Bazı sözcükler, düğüm atar dilimize. Kimisi de çözülür, hava gibi kat kat, sıkıntısız çıkıverirler ağzımızdan. Kimi kez dolanırız, çelişkiler çevresinde sözcüklerin gizledikleri anlamlarda. Bazen sözcükler daracık yollar bulur, oyunlar oynar algılarımız üzerinde.
Oldukça gizemlidir sözcükler. Kimi
kez netleşmemiş, belli belirsiz seslerle çıkarlar dilimizden. Kimi kez
kendiliğinden kayar, kaybolurlar havada. Kimi kez istemsiz çıkarlar açıklığa,
dikilirler karşımıza, acıyla. Tanık oluruz ağızlarda kükreyişlerine.
Hazırdırlar ortaya çıkmaya, kıpırdarlar bir yılan gibi, sokulurlar yanı
başımıza.
Kimi kez gösterişsiz,
sakindirler... Kendi hallerinde, yapayalnız.
Kimi kez kontrollü olmaya özen
gösterir, sakinlikle onları telaffuz etmeye çabalarız.

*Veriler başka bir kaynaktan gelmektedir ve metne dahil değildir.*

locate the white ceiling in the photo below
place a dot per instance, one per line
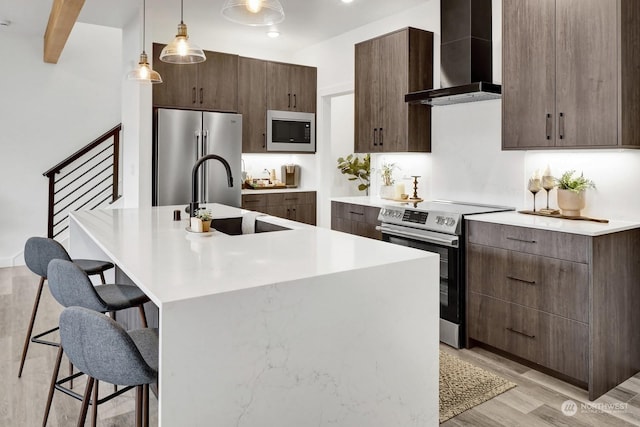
(306, 21)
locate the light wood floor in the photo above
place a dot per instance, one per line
(536, 401)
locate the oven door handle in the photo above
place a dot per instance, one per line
(393, 231)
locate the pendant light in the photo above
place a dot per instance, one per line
(253, 12)
(180, 50)
(143, 72)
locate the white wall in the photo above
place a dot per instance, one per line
(49, 111)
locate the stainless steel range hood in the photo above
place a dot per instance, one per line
(465, 56)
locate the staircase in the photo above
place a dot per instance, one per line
(88, 179)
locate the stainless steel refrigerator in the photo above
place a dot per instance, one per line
(181, 137)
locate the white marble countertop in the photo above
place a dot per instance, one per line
(276, 190)
(170, 264)
(587, 228)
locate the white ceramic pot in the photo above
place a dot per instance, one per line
(387, 191)
(570, 202)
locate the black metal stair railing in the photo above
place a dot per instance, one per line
(85, 180)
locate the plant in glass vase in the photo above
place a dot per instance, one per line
(387, 190)
(357, 170)
(571, 191)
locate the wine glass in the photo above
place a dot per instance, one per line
(534, 186)
(548, 183)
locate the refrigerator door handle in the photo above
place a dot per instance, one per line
(198, 146)
(205, 168)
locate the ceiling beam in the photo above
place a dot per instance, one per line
(63, 16)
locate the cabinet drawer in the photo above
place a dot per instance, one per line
(290, 199)
(547, 284)
(551, 341)
(349, 211)
(572, 247)
(252, 201)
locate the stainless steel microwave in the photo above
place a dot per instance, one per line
(291, 131)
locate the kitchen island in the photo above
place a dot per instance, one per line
(300, 327)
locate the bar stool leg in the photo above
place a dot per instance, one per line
(85, 402)
(54, 378)
(30, 329)
(94, 408)
(139, 393)
(145, 404)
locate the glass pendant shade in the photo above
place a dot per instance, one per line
(181, 51)
(143, 72)
(253, 12)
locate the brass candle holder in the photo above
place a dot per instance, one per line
(415, 189)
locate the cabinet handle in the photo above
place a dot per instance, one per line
(515, 239)
(548, 125)
(528, 282)
(520, 333)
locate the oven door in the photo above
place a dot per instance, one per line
(451, 292)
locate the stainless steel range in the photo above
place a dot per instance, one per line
(438, 226)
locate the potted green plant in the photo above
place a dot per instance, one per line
(571, 192)
(387, 190)
(356, 169)
(205, 216)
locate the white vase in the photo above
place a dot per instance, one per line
(387, 191)
(570, 202)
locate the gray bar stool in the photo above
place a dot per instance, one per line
(71, 286)
(103, 350)
(38, 251)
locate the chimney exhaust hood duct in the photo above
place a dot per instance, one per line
(465, 56)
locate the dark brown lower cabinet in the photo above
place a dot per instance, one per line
(296, 206)
(355, 219)
(567, 303)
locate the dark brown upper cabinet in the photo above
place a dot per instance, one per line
(387, 68)
(291, 87)
(568, 78)
(211, 85)
(252, 104)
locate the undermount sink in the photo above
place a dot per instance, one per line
(233, 226)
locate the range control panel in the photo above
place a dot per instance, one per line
(445, 222)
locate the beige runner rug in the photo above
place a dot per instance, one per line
(463, 386)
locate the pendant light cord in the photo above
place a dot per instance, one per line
(144, 12)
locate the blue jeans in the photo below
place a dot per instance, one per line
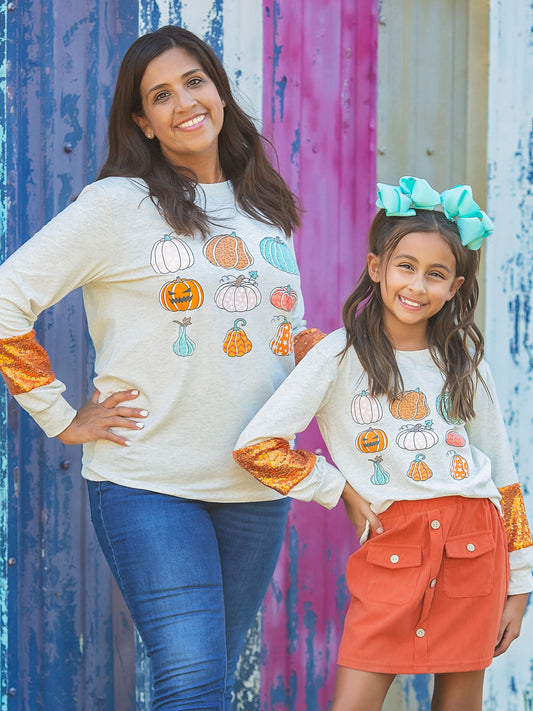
(193, 575)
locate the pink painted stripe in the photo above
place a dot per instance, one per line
(319, 99)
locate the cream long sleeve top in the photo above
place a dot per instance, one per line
(203, 329)
(402, 451)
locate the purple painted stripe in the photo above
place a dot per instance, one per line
(319, 99)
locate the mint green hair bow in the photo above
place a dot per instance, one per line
(457, 203)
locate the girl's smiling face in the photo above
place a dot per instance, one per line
(183, 110)
(416, 282)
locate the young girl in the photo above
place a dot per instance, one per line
(408, 409)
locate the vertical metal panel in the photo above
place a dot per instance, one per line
(319, 110)
(509, 291)
(61, 68)
(4, 493)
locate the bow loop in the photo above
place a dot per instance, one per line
(457, 204)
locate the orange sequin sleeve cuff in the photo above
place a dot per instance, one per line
(305, 340)
(24, 364)
(275, 464)
(515, 518)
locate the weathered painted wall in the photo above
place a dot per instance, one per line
(61, 62)
(509, 287)
(319, 109)
(3, 398)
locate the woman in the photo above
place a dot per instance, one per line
(183, 249)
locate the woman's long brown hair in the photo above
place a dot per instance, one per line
(259, 190)
(455, 342)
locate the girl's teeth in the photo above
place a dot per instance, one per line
(192, 122)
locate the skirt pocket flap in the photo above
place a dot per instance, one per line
(394, 556)
(470, 545)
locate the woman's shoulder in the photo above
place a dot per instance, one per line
(116, 186)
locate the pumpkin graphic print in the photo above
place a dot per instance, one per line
(284, 298)
(184, 346)
(181, 295)
(458, 466)
(419, 436)
(282, 343)
(366, 409)
(237, 343)
(278, 254)
(371, 440)
(228, 251)
(171, 254)
(410, 405)
(237, 294)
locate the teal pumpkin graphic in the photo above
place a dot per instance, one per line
(380, 476)
(279, 254)
(184, 346)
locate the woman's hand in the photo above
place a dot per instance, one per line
(94, 419)
(359, 512)
(512, 615)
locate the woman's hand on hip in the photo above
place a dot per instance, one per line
(359, 512)
(94, 419)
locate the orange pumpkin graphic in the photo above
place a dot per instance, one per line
(410, 405)
(282, 343)
(283, 297)
(419, 470)
(458, 466)
(371, 440)
(228, 251)
(181, 295)
(237, 343)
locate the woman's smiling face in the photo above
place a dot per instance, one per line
(183, 110)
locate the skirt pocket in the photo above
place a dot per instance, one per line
(386, 573)
(468, 565)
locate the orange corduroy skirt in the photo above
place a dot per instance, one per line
(428, 593)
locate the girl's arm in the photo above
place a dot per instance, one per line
(487, 433)
(511, 622)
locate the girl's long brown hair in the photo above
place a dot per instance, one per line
(455, 342)
(259, 190)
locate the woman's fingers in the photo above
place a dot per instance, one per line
(94, 420)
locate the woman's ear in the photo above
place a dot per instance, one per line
(373, 263)
(143, 123)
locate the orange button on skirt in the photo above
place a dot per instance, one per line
(428, 593)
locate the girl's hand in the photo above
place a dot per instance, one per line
(359, 512)
(513, 612)
(94, 419)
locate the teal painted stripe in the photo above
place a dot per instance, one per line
(3, 394)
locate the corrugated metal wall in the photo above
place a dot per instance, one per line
(61, 63)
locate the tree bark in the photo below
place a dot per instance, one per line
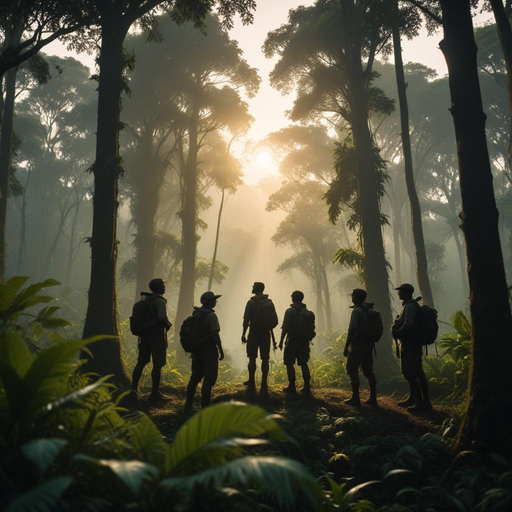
(487, 417)
(505, 35)
(12, 38)
(189, 234)
(417, 226)
(214, 258)
(102, 314)
(147, 181)
(375, 268)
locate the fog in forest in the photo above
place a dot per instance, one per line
(272, 185)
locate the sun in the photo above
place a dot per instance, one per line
(263, 158)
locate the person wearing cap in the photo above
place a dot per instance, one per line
(153, 344)
(297, 346)
(259, 336)
(359, 351)
(405, 329)
(205, 362)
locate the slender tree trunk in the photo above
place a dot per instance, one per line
(376, 272)
(23, 230)
(189, 235)
(505, 35)
(487, 419)
(102, 314)
(12, 38)
(147, 179)
(417, 226)
(214, 258)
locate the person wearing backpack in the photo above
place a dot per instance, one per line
(406, 329)
(299, 328)
(153, 325)
(205, 359)
(359, 348)
(260, 318)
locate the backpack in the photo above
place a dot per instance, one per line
(139, 324)
(427, 326)
(267, 316)
(192, 335)
(304, 325)
(372, 326)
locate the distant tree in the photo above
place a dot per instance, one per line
(327, 51)
(114, 19)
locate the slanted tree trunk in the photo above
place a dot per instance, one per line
(189, 234)
(375, 268)
(505, 35)
(102, 305)
(487, 418)
(23, 227)
(214, 258)
(147, 181)
(12, 38)
(417, 226)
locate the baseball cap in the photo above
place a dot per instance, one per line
(407, 287)
(208, 296)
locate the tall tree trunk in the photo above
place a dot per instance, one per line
(417, 226)
(505, 35)
(214, 258)
(189, 235)
(102, 314)
(147, 192)
(375, 268)
(12, 39)
(23, 230)
(487, 417)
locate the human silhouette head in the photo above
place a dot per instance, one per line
(157, 285)
(358, 295)
(258, 287)
(297, 297)
(405, 291)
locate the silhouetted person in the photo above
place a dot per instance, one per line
(257, 316)
(405, 328)
(205, 362)
(153, 344)
(358, 350)
(299, 326)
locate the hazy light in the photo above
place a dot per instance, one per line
(264, 159)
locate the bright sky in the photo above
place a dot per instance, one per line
(269, 106)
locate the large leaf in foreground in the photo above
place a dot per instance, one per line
(282, 477)
(228, 419)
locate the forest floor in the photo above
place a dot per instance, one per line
(313, 421)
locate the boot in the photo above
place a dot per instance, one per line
(354, 399)
(373, 395)
(412, 396)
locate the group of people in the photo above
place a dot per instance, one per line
(297, 331)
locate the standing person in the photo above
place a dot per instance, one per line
(153, 343)
(260, 318)
(205, 361)
(359, 349)
(405, 329)
(299, 326)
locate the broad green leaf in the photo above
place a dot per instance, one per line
(42, 452)
(30, 291)
(219, 421)
(282, 477)
(43, 498)
(14, 351)
(76, 395)
(9, 290)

İşte Nathalie Sarraute’un yazın
dünyası bizim bu tepkilerimize odaklanıyor. 1933’te yazmaya başladığında,
birtakım kuramları uygulamak yerine belirli bir güçlü duyguyu nasıl dile
getiririm, yazıyla en iyi nasıl açıklayabilirim kaygısıyla, yazın serüvenine
yol alıyor Nathalie Sarraute. Bir yapıtın nasıl yazıldığını içinden göstermeye
çalışmanın yazarın görevi olduğunu düşünüyor. O, yazın’ın diğer bütün sanat
dalları gibi kesiksiz bir akışı, bilinmeyenin sürekli bir arayışı olduğuna
içten inanıyor. Bu inancı, onun sarsılmaz kuramını oluşturacaktır.
Yazın serüveninde bilinenden
bilinmeyene doğru bir akışa inanıyordu tüm gücüyle. İçindeki kıpırtıların ne
olduğunu açıklaması da anlaması da güçtü. Ama bu kıpırtıların bilinç sınırları
çevresinde hızla uçuştuklarını, karmaşık bir dünyanın yansımaları olduklarının
farkındaydı. Söylediğimiz sözler,
dolambaçlı ya da belirli duygularımızın altında gizlenen karmaşık bir dünyadan
bize ulaşırlar. İşte N. Sarraute bu gizli, anlatılamaz duyguların nasıl
anlatılmasının peşine düşer. Bu kıpırtıları bir doğa bilimi terimi olan
‘doğrulumlar’ (tropısms) diye adlandırır. Çünkü bu kıpırtılar içgüdüseldir.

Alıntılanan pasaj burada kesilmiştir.